Rahmstorf forscht am Potsdam Institut für Klimafolgenforschung über die Physik der Ozeane. Es gehört also zu seinem Arbeitsgebiet zu fragen, welche Auswirkungen die Ozeane auf das Klima der Erde haben. Das ist eine mögliche Erklärung dafür, warum er im Mai 2008 öffentlich Widerspruch gegen eine Studie von Kollegen aus Kiel und Hamburg angemeldet hat. Denn diese Studie konnte als Entwarnung interpretiert werden. "Legt die globale Erwärmung eine kurze Atempause ein?

"Verfeinerte Klimavorhersagen lassen geringere Erwärmung in den nächsten Jahren erwarten", lautete die Überschrift der Pressemitteilung zur Studie. Rahmstorf sah das anders. Die zweite Erklärung für seinen öffentlichen Widerspruch ist, dass Rahmstorf sich wie kaum ein anderer Klimaforscher in die öffentliche Diskussion über die Klimaforschung einmischt. In Interviews, Vorträgen und Blogs kämpft er gegen Fehlinterpretationen der Klimaforschung in der Öffentlichkeit. Er tut es mit Verve, aber um Sachlichkeit bemüht.

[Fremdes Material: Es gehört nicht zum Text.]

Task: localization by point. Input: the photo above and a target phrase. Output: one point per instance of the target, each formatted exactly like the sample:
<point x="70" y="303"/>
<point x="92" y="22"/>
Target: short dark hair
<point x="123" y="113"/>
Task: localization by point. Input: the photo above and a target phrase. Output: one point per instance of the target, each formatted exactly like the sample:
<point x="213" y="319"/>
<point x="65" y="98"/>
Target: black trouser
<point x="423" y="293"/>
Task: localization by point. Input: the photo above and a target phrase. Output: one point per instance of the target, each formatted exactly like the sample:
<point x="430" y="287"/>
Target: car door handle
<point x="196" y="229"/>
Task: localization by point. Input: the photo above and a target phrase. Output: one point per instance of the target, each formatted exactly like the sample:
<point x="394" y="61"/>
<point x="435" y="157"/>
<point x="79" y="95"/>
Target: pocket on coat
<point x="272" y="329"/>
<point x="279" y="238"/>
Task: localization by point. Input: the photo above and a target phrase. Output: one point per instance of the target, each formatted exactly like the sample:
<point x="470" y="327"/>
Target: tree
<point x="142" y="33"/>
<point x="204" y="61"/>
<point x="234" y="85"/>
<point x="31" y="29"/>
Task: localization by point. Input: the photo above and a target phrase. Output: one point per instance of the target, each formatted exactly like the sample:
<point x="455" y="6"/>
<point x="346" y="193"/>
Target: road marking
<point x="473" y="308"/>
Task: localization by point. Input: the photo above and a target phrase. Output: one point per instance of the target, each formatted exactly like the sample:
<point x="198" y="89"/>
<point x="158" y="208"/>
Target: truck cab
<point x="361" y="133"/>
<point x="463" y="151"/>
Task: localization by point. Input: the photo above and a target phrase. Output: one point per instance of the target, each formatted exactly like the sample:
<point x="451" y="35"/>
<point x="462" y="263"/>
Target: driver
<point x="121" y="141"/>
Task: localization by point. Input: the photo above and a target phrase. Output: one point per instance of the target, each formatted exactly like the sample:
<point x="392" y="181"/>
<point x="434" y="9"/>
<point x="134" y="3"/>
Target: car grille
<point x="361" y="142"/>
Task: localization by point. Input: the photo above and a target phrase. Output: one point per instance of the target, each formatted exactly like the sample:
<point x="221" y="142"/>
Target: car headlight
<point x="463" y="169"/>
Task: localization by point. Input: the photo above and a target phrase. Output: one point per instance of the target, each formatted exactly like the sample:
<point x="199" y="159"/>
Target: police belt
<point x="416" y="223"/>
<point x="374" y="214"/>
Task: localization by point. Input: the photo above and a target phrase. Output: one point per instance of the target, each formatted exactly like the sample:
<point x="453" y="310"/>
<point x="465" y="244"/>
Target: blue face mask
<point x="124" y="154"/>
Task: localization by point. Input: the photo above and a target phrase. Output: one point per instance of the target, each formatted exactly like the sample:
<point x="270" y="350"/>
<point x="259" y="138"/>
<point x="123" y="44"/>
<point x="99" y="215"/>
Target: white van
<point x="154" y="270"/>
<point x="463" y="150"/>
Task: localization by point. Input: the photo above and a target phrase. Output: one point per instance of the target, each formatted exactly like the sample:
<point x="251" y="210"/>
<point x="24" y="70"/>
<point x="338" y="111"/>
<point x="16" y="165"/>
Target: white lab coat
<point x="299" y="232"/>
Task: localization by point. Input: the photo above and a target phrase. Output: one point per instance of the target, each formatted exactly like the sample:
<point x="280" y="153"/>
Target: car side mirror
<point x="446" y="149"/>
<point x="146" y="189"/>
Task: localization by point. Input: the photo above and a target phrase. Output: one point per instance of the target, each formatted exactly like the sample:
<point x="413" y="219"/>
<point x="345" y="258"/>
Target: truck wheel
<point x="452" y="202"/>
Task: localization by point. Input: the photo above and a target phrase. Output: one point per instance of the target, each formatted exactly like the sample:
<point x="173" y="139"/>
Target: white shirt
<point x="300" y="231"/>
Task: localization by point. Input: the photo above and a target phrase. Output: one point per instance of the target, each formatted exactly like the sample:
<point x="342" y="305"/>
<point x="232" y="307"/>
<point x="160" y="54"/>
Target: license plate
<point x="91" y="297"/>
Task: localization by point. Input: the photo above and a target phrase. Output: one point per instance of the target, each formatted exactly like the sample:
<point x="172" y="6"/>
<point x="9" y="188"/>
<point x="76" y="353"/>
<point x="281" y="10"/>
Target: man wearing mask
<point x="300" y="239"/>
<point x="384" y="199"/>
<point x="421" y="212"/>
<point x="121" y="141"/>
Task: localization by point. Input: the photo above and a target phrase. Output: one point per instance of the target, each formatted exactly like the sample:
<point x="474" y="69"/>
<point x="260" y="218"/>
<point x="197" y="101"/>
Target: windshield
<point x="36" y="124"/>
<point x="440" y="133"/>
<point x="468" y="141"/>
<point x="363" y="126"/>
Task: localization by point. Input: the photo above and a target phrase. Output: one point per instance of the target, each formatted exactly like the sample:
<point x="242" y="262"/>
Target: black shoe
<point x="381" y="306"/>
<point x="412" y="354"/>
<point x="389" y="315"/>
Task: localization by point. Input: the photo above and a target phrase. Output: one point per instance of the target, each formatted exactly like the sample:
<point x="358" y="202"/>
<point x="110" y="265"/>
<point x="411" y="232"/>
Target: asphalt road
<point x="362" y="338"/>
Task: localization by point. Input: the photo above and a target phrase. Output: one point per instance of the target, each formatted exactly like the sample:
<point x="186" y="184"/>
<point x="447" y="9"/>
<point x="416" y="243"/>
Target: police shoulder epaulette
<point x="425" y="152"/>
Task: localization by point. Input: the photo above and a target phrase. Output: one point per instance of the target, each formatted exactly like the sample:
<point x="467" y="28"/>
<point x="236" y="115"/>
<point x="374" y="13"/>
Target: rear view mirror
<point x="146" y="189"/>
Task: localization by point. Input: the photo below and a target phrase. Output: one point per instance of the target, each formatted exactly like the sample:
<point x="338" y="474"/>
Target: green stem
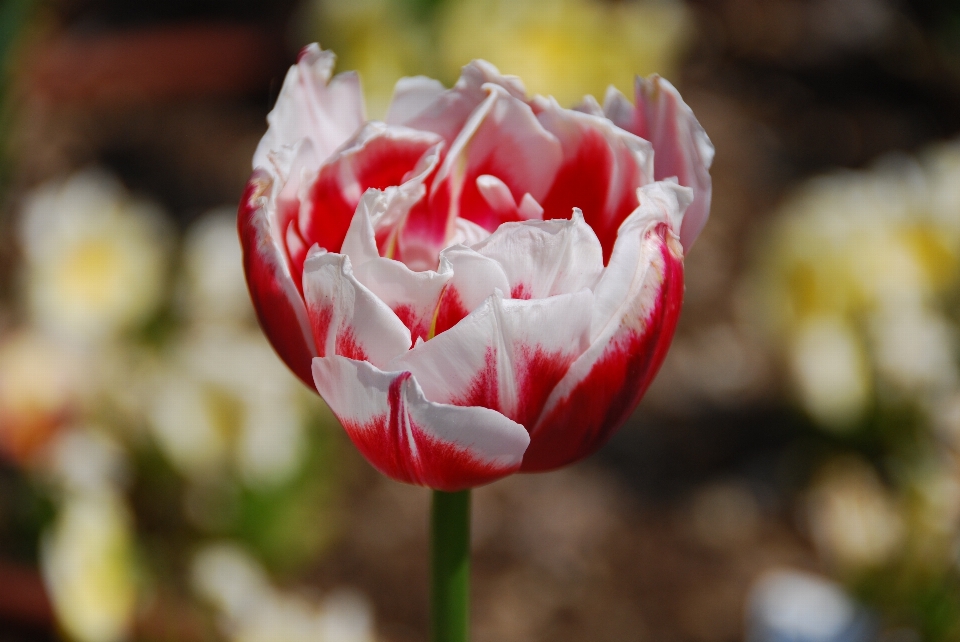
<point x="450" y="566"/>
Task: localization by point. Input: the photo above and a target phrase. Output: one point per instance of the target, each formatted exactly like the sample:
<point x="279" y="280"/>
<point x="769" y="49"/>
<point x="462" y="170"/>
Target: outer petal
<point x="603" y="166"/>
<point x="507" y="355"/>
<point x="312" y="106"/>
<point x="414" y="440"/>
<point x="545" y="258"/>
<point x="276" y="298"/>
<point x="348" y="319"/>
<point x="637" y="306"/>
<point x="682" y="147"/>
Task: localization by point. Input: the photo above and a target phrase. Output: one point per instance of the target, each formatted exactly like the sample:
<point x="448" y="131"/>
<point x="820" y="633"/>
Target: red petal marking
<point x="402" y="450"/>
<point x="599" y="405"/>
<point x="347" y="346"/>
<point x="419" y="326"/>
<point x="262" y="264"/>
<point x="450" y="310"/>
<point x="584" y="181"/>
<point x="484" y="388"/>
<point x="381" y="162"/>
<point x="537" y="373"/>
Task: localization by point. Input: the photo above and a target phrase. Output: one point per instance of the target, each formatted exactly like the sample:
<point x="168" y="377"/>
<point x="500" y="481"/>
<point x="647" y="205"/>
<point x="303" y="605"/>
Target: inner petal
<point x="378" y="157"/>
<point x="502" y="154"/>
<point x="602" y="168"/>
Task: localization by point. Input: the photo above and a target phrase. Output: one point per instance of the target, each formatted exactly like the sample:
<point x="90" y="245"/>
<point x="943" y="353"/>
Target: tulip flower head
<point x="485" y="282"/>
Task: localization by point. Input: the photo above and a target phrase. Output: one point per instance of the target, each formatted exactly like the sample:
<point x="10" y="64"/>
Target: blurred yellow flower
<point x="854" y="521"/>
<point x="854" y="280"/>
<point x="224" y="401"/>
<point x="566" y="48"/>
<point x="87" y="564"/>
<point x="96" y="259"/>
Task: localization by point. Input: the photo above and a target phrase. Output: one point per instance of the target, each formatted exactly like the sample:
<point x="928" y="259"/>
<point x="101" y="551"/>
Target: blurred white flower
<point x="914" y="349"/>
<point x="254" y="611"/>
<point x="830" y="372"/>
<point x="854" y="275"/>
<point x="215" y="289"/>
<point x="788" y="605"/>
<point x="85" y="460"/>
<point x="40" y="386"/>
<point x="87" y="566"/>
<point x="854" y="521"/>
<point x="224" y="399"/>
<point x="96" y="260"/>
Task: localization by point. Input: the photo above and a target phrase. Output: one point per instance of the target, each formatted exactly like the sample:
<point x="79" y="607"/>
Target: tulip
<point x="482" y="284"/>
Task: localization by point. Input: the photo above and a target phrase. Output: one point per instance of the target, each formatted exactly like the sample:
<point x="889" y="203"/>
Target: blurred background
<point x="791" y="476"/>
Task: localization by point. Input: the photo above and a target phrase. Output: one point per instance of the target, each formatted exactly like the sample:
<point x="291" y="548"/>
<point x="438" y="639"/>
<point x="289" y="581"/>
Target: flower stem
<point x="450" y="566"/>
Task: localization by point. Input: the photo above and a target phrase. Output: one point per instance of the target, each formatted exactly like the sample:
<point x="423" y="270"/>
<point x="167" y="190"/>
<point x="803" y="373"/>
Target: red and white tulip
<point x="484" y="283"/>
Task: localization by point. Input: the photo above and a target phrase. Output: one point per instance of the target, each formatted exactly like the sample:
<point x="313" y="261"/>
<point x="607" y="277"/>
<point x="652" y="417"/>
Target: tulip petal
<point x="504" y="140"/>
<point x="312" y="106"/>
<point x="411" y="295"/>
<point x="636" y="310"/>
<point x="603" y="166"/>
<point x="475" y="277"/>
<point x="411" y="96"/>
<point x="545" y="258"/>
<point x="507" y="355"/>
<point x="448" y="110"/>
<point x="348" y="319"/>
<point x="275" y="296"/>
<point x="682" y="147"/>
<point x="414" y="440"/>
<point x="379" y="156"/>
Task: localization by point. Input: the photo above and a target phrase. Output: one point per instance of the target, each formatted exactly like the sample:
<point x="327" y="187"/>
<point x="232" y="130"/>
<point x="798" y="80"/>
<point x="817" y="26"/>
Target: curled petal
<point x="419" y="105"/>
<point x="347" y="318"/>
<point x="411" y="439"/>
<point x="501" y="139"/>
<point x="475" y="277"/>
<point x="411" y="295"/>
<point x="682" y="147"/>
<point x="275" y="295"/>
<point x="507" y="355"/>
<point x="377" y="157"/>
<point x="637" y="306"/>
<point x="545" y="258"/>
<point x="312" y="106"/>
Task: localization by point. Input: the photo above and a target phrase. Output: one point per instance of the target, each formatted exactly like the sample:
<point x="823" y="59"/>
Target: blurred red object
<point x="153" y="64"/>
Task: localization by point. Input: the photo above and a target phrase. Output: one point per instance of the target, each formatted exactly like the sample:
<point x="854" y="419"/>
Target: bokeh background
<point x="791" y="476"/>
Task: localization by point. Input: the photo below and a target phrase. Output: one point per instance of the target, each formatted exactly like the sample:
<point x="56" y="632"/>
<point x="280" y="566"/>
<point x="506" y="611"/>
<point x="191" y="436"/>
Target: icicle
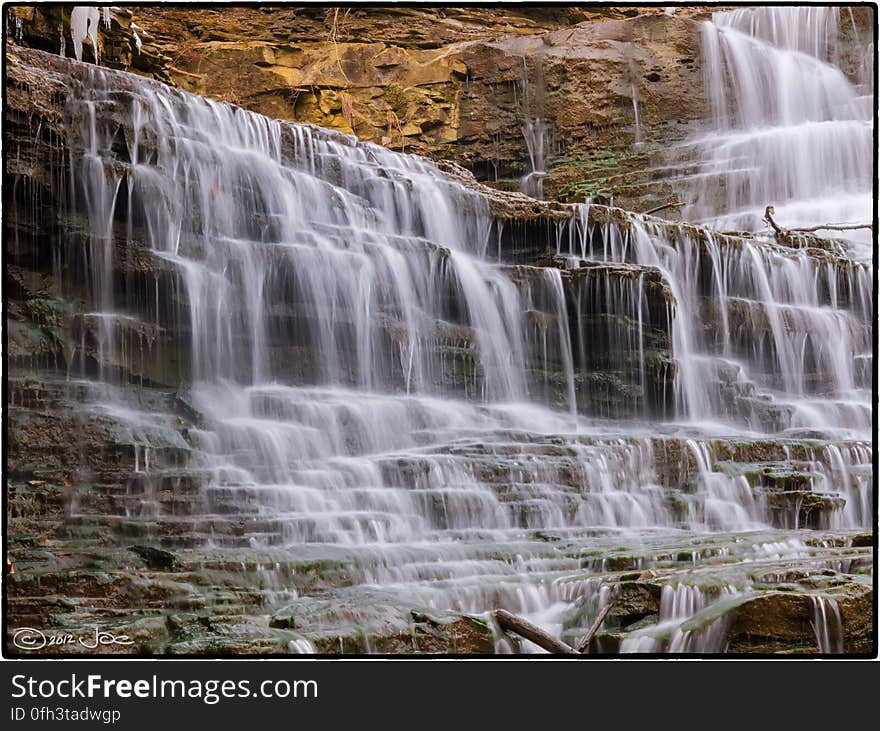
<point x="84" y="24"/>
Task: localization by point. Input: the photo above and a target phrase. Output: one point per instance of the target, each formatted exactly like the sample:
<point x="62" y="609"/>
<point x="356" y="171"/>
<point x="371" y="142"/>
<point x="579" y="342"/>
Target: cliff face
<point x="452" y="83"/>
<point x="455" y="83"/>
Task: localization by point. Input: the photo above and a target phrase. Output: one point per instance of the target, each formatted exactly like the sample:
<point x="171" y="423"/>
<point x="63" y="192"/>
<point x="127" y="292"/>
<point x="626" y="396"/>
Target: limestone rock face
<point x="615" y="86"/>
<point x="456" y="83"/>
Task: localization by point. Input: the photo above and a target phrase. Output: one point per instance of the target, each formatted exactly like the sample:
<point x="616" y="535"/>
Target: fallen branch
<point x="768" y="218"/>
<point x="584" y="644"/>
<point x="533" y="633"/>
<point x="832" y="227"/>
<point x="673" y="204"/>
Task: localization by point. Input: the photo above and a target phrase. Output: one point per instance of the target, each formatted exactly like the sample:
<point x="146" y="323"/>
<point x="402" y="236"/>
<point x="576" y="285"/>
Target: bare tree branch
<point x="533" y="633"/>
<point x="584" y="644"/>
<point x="672" y="204"/>
<point x="768" y="218"/>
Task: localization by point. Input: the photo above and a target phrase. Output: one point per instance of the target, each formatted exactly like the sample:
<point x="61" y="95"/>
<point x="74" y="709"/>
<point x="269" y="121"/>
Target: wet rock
<point x="156" y="559"/>
<point x="775" y="621"/>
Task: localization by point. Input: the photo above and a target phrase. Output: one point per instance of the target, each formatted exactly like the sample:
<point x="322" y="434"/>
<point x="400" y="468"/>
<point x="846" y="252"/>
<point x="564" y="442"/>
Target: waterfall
<point x="367" y="376"/>
<point x="536" y="133"/>
<point x="790" y="129"/>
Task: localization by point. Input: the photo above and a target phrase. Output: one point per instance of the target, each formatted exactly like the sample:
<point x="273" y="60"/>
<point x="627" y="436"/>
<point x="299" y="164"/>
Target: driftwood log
<point x="671" y="204"/>
<point x="768" y="217"/>
<point x="584" y="644"/>
<point x="511" y="623"/>
<point x="522" y="627"/>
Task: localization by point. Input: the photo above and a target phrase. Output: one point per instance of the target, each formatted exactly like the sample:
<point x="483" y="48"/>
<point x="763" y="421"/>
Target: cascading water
<point x="790" y="129"/>
<point x="536" y="133"/>
<point x="372" y="384"/>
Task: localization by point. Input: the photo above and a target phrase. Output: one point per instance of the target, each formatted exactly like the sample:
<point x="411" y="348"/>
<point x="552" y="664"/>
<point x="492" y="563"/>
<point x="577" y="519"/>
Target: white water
<point x="366" y="375"/>
<point x="790" y="129"/>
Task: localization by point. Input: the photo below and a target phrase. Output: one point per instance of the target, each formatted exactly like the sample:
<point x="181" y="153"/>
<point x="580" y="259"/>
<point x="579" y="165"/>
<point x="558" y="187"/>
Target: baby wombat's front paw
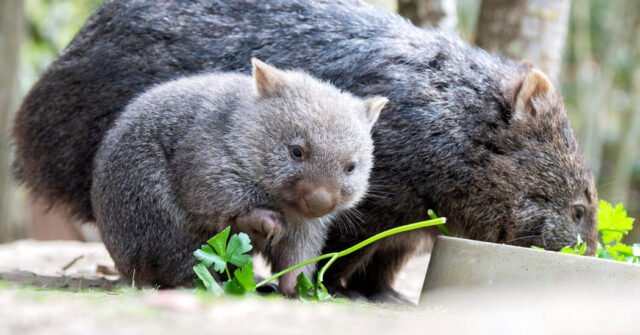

Versuch kurzfristige Schwankungen vorherzusagen


Dabei schafft er sich Feinde, und auch unter Kollegen löst er nicht immer Begeisterung aus. Das zeigt bis heute exemplarisch der Fall der "Klimawette" von 2008. Am 1. Mai erschien damals im Fachmagazin "Nature" eine Publikation von fünf Kollegen vom Leibniz Institut für Meeresforschung (IFM Geomar) in Kiel und dem Max-Planck-Institut für Meteorologie, Hamburg. Darin hatten die Forscher – unter ihnen der als Buchautor bekannte Mojib Latif – versucht, auch kurzfristige Schwankungen des Klimas vorherzusagen.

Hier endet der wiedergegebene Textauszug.